Contractors choosing umbrella companies should be wary of those that market themselves as “IR35 compliant”, “HMRC-approved” or who claim they have special expenses dispensations.
While umbrella companies offer a vital service to many freelancers, some make misleading claims in their sales and marketing material. Contractors should always complete due diligence and avoid companies making false claims.
Contractors throughout the UK are fearing the implementation of IR35 in the private sector in April 2021 and some umbrella companies have sought to prey on these fears, claiming that, by working under them, contractors will be“IR35 compliant”.
Simply put, IR35 legislation does not apply to umbrella companies. Every contractor working with an umbrella company is that company’s employee. As such, they will pay income tax and National Insurance like any other employee, and IR35 is totally irrelevant to them.
Umbrella companies saying they are “IR35 compliant” is both misleading and an incorrect use of the terminology.
While umbrella companies are required to fully comply with HMRC rules and guidelines and often work closely with HMRC inspectors and compliance units, those that describe themselves as “HMRC-approved” are, again, being deliberately misleading.
HMRC does not bestow approval on companies simply for complying with tax, employment and company law. HMRC is, in fact, expressly not allowed to confer approval on service providers, as it is required to maintain supplier-neutrality and not put any firms at a commercial advantage.
If contractors want an umbrella company that has received a seal of approval for its conduct, look for accreditation from a respected voluntary code of conduct, such as the Freelancer and Contractor Services Association (FCSA).
“Special expenses dispensation”
Some umbrella companies may use dispensations in their marketing, seeking to claim that dispensations they have been granted mean that their contractors can claim expenses without receipts.
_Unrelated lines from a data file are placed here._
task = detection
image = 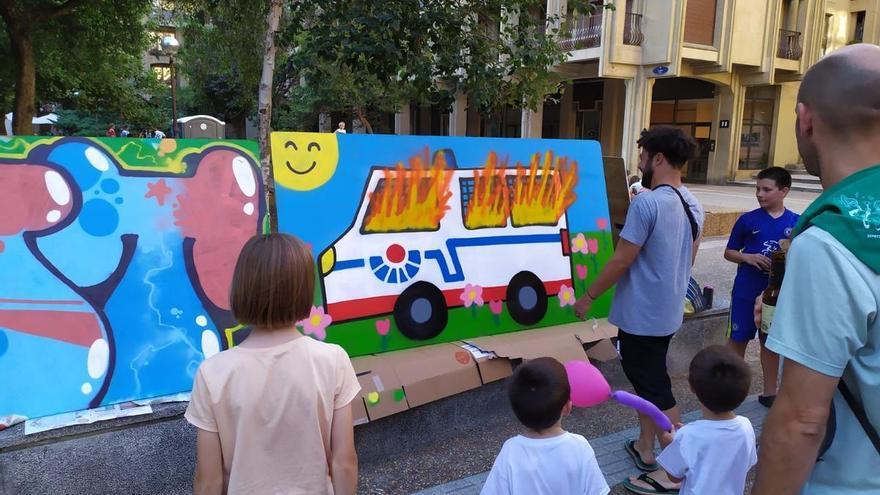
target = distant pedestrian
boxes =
[106,123,116,137]
[186,234,360,494]
[153,128,166,139]
[334,121,347,134]
[120,125,130,138]
[481,358,609,495]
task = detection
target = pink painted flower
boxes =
[558,285,576,307]
[587,238,599,254]
[460,283,484,307]
[597,218,608,230]
[576,264,588,279]
[489,300,503,315]
[301,306,332,341]
[571,233,589,254]
[375,319,391,336]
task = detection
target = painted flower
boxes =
[587,238,599,254]
[489,300,503,315]
[375,319,391,336]
[301,306,332,341]
[597,218,609,230]
[460,283,484,307]
[558,285,576,307]
[571,233,589,254]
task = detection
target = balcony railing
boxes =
[623,13,644,46]
[777,29,803,60]
[559,13,603,51]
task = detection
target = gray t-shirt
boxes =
[609,186,704,336]
[766,227,880,494]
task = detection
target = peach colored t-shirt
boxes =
[185,336,360,494]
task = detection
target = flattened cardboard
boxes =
[351,355,409,421]
[456,343,513,384]
[351,395,369,426]
[585,338,619,362]
[468,324,589,363]
[381,343,482,408]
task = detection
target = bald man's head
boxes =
[798,44,880,137]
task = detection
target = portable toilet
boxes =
[176,115,225,139]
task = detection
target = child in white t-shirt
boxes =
[481,357,610,495]
[626,345,757,495]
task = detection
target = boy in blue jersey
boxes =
[724,166,798,408]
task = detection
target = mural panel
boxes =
[0,137,264,419]
[272,133,614,357]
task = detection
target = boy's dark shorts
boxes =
[617,329,677,411]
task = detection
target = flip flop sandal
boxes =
[624,440,659,472]
[621,472,680,494]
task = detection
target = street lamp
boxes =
[160,35,180,138]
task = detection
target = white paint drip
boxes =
[243,202,255,216]
[46,210,61,223]
[87,338,109,379]
[232,156,256,197]
[201,330,220,359]
[44,170,70,206]
[85,146,110,172]
[81,382,93,395]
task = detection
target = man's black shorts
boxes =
[617,328,677,411]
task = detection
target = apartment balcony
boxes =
[623,13,644,46]
[777,29,803,60]
[559,13,603,51]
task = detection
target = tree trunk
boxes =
[355,107,374,134]
[257,0,283,232]
[11,32,35,135]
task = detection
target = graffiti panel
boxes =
[272,133,614,357]
[0,137,264,419]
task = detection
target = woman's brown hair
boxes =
[230,233,315,329]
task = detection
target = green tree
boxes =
[175,0,267,137]
[277,0,608,132]
[0,0,157,135]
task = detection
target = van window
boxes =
[460,176,510,229]
[362,171,452,233]
[509,170,577,227]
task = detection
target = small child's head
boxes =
[230,233,315,330]
[628,174,642,186]
[688,345,751,414]
[755,166,791,209]
[508,357,572,432]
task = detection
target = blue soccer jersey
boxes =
[727,208,800,300]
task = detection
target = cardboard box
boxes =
[457,342,513,384]
[468,324,591,363]
[380,343,482,408]
[351,355,409,421]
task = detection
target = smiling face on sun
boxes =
[270,132,339,191]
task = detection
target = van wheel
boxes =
[506,271,548,326]
[394,281,448,341]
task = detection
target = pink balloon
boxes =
[565,360,611,407]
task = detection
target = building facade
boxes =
[396,0,878,184]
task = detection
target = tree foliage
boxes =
[174,0,267,137]
[0,0,162,134]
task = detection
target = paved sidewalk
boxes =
[413,396,768,495]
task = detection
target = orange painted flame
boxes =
[363,148,453,232]
[511,151,578,226]
[464,152,511,229]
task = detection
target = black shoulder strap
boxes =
[653,184,698,242]
[838,378,880,455]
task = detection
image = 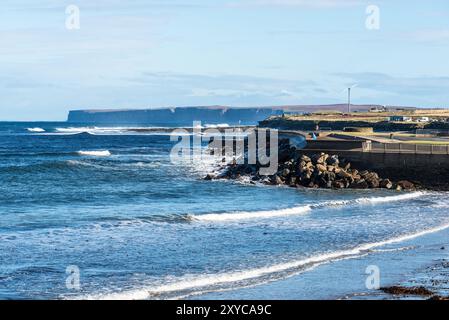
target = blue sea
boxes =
[1,122,449,300]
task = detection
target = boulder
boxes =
[327,155,339,166]
[359,170,369,177]
[332,180,345,189]
[204,174,215,180]
[281,168,291,177]
[337,169,352,179]
[288,176,297,186]
[367,178,380,188]
[380,179,393,189]
[316,163,327,173]
[350,179,369,189]
[397,180,415,190]
[301,155,311,162]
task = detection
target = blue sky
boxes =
[1,0,449,120]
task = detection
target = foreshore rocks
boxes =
[205,139,416,191]
[380,286,434,296]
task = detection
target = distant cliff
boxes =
[67,107,283,125]
[66,104,381,125]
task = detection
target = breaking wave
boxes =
[190,191,426,222]
[77,150,111,157]
[27,127,45,133]
[191,205,312,222]
[82,221,449,300]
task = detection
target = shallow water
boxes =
[0,122,448,300]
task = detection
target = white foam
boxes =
[204,123,230,129]
[192,205,311,222]
[55,127,170,135]
[355,191,425,204]
[77,150,111,157]
[27,127,45,132]
[190,191,426,222]
[83,221,449,300]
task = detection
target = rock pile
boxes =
[205,139,415,191]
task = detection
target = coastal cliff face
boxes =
[67,107,283,125]
[66,104,382,125]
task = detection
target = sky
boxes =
[0,0,449,121]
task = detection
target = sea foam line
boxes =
[27,127,45,132]
[191,191,425,222]
[77,150,111,157]
[191,205,312,222]
[84,220,449,300]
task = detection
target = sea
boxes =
[0,122,448,300]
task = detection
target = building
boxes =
[416,116,430,123]
[369,106,387,113]
[388,116,412,122]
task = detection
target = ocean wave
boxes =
[204,123,230,129]
[77,150,111,157]
[56,127,126,134]
[54,126,177,135]
[189,191,426,222]
[27,127,45,133]
[355,192,425,204]
[190,205,311,222]
[81,221,449,300]
[313,191,425,208]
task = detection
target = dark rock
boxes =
[281,168,291,177]
[367,177,380,188]
[397,180,415,190]
[204,174,215,180]
[350,179,369,189]
[332,180,345,189]
[326,155,339,166]
[428,295,449,300]
[380,179,393,189]
[288,176,297,186]
[381,286,434,296]
[271,175,283,185]
[337,169,352,179]
[359,170,369,177]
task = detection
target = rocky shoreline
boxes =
[378,259,449,300]
[205,139,416,191]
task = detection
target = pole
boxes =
[347,87,351,113]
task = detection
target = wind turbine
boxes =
[346,84,358,113]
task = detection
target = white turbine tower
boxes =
[347,84,358,113]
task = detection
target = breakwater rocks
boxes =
[205,141,416,191]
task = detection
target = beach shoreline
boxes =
[189,224,449,300]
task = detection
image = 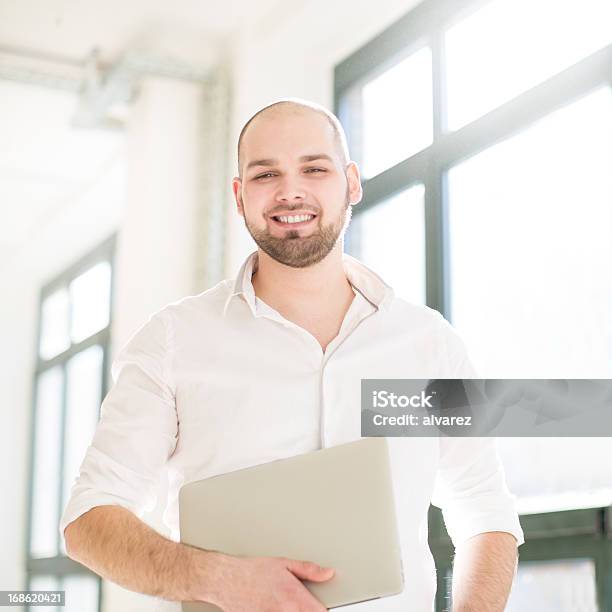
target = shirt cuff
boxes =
[440,493,525,547]
[59,494,141,538]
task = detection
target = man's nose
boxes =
[275,177,307,202]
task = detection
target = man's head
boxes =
[232,99,362,269]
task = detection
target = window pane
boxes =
[28,575,60,591]
[30,367,63,558]
[445,0,612,130]
[448,87,612,378]
[69,261,112,344]
[506,559,598,612]
[62,574,99,612]
[352,185,426,304]
[497,437,612,514]
[27,575,61,612]
[361,47,433,178]
[448,88,612,513]
[39,288,70,360]
[62,346,103,515]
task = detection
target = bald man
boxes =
[62,100,523,612]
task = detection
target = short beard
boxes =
[244,191,351,269]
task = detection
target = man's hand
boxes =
[65,505,334,611]
[194,552,335,612]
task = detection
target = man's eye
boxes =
[305,168,326,174]
[254,172,275,180]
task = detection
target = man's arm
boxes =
[451,531,518,612]
[65,505,334,611]
[64,506,204,601]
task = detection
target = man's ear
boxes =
[232,177,244,217]
[346,162,363,206]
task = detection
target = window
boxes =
[336,0,612,609]
[360,47,433,179]
[428,505,609,612]
[506,558,598,611]
[350,184,426,304]
[445,0,612,130]
[448,86,612,377]
[26,236,115,612]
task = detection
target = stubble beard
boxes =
[244,191,352,269]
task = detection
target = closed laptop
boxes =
[179,437,404,611]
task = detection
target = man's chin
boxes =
[245,218,343,268]
[259,242,334,269]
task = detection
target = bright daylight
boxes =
[1,0,611,611]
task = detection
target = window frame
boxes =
[334,0,612,317]
[335,0,612,610]
[25,235,116,611]
[429,505,612,611]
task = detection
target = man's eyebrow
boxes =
[246,158,278,170]
[299,154,333,163]
[245,154,334,171]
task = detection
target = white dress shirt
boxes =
[61,251,524,611]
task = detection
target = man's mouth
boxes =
[270,213,317,228]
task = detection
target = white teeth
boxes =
[278,214,314,224]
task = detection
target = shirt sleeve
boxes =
[430,313,525,548]
[59,310,178,536]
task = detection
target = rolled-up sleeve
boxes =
[59,310,178,536]
[430,313,524,548]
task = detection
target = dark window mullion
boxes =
[35,328,110,377]
[427,26,447,317]
[25,374,40,563]
[97,575,103,612]
[26,284,47,565]
[102,245,116,400]
[40,235,115,303]
[433,42,612,169]
[359,146,430,211]
[27,555,92,575]
[333,0,476,95]
[424,158,445,315]
[595,528,612,612]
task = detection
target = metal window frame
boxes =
[335,0,612,318]
[429,505,612,611]
[335,0,612,610]
[25,234,116,612]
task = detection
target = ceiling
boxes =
[0,0,284,62]
[0,80,123,256]
[0,0,285,259]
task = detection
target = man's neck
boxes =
[251,245,354,319]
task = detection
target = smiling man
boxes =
[234,102,362,354]
[237,103,355,270]
[62,100,523,612]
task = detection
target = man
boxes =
[62,99,523,611]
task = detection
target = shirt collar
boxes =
[223,250,395,317]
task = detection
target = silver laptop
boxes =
[179,437,404,611]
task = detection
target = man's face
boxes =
[233,110,362,268]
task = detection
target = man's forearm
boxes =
[64,505,215,602]
[451,531,518,612]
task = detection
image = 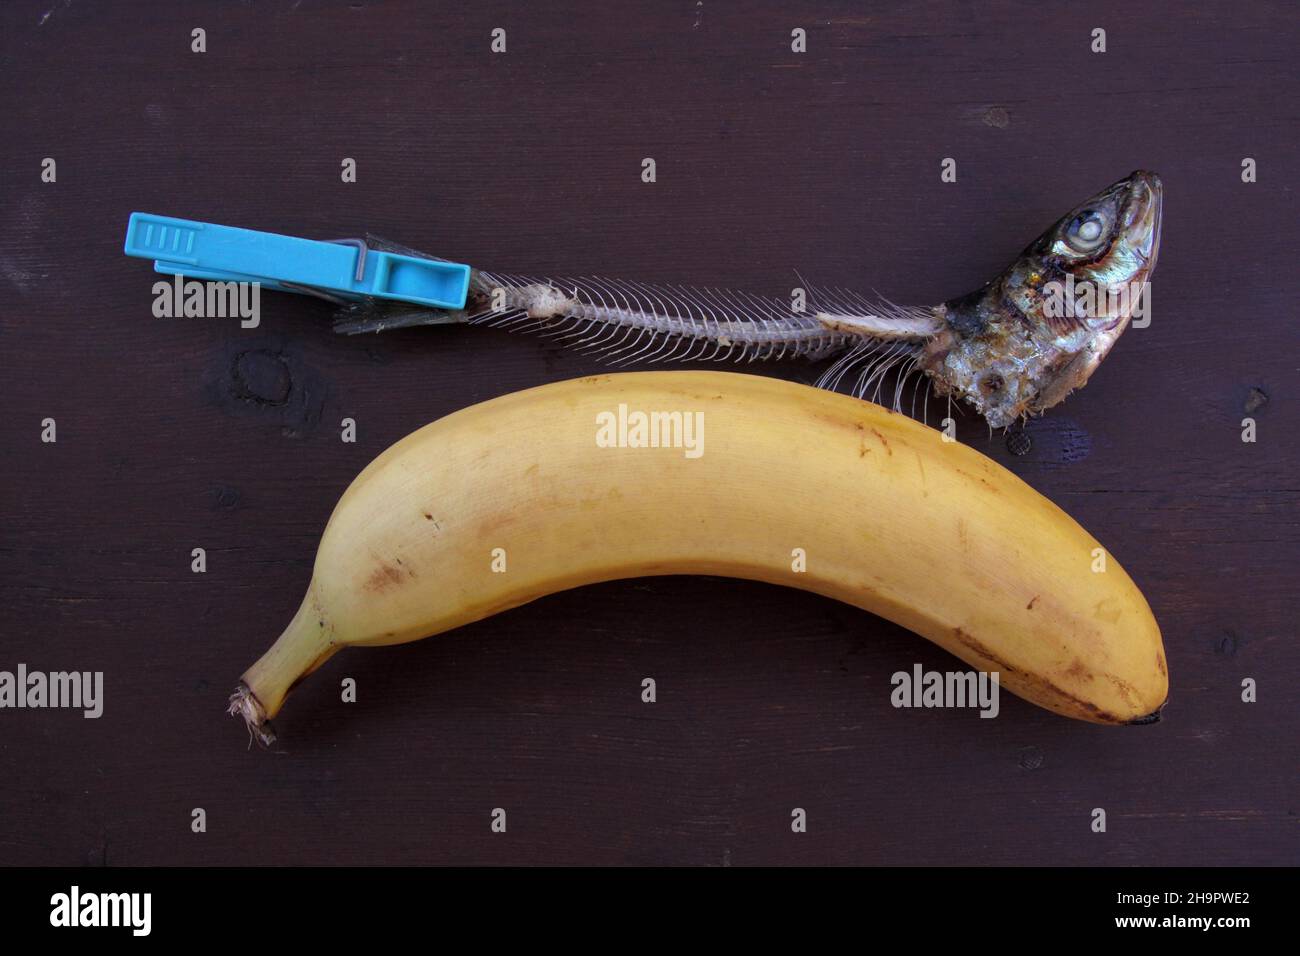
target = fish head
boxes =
[928,170,1163,428]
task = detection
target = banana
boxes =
[231,371,1167,742]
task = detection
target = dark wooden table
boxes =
[2,1,1295,866]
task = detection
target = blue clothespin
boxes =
[123,212,471,310]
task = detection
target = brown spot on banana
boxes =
[946,627,1118,723]
[364,561,406,593]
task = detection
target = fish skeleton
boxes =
[336,171,1163,429]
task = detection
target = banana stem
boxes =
[230,585,339,746]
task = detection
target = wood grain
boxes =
[0,0,1295,866]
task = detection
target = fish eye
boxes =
[1065,210,1109,253]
Some companies may even say that their dispensation means contractors don’t need to incur an expenditure in order to claim.
In fact, dispensations merely relieve an employer, such as an umbrella company, of the need to provide individual P11D’s for every employee in order to account for the reimbursement of tax-free expenses. They do not mean that contractors don’t need to keep receipts and failure to do so can result in contractors getting in trouble with HMRC.
The takeaway point is that contractors should always conduct thorough due diligence on an umbrella company before making their decision and committing to a contract. Companies making misleading marketing claims like the ones listed in this article should always be avoided.